Missing calibration files cause pose estimation to fail silently.

NetworkTables Connection Issues

Symptom: Robot data not reaching NetworkTables

Causes:

  1. NetworkTables server address wrong
  2. Pipeline doesn't reach publish_to_networktables operation
  3. NetworkTables operation not in pipeline config

Debug: Check config:

json
{
    "action_name": "publish_to_networktables",
    "action_params": {
        "table_name": "vision",
        "key": "robot_pose"
    }
}

Also verify NetworkTables server address in src/general_conf.json.

Frame Timing Issues

Symptom: Lower FPS than expected

Enable debug timing:

python
# src/config/utils/pipeline.py
debug_mode = True

Interpret output:

code
[detect_apriltags] time: 0.090s (11 FPS)  # Bottleneck here
[pnp_camera_localization] time: 0.010s
[robot_pose_output] time: 0.002s
Total: 0.102s (10 FPS)

Identify bottleneck: Which operation takes longest?

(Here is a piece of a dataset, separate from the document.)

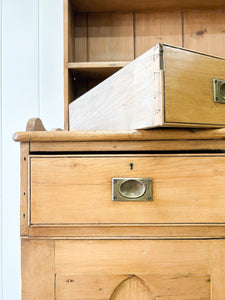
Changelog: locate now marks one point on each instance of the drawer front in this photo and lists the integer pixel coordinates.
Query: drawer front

  • Detection operation: Consider smaller model or lower resolution
  • Device issue: Check device assignment vs available hardware
  • Camera: Check camera FPS setting and resolution

Silent Failures in Operations

Symptom: Operation runs but output is None or empty

Common causes:

  1. Exception caught and ignored in operation
  2. Input doesn't match expected type
  3. Optional return (None is valid output)

Debug: Add explicit logging:

python
def run(self, input):
    print(f"Input type: {type(input)}, shape: {getattr(input, 'shape', 'N/A')}")
    result = self._process(input)
    print(f"Output type: {type(result)}, value: {result}")
    return result

Check that input is np.ndarray (not list), shape is correct, etc.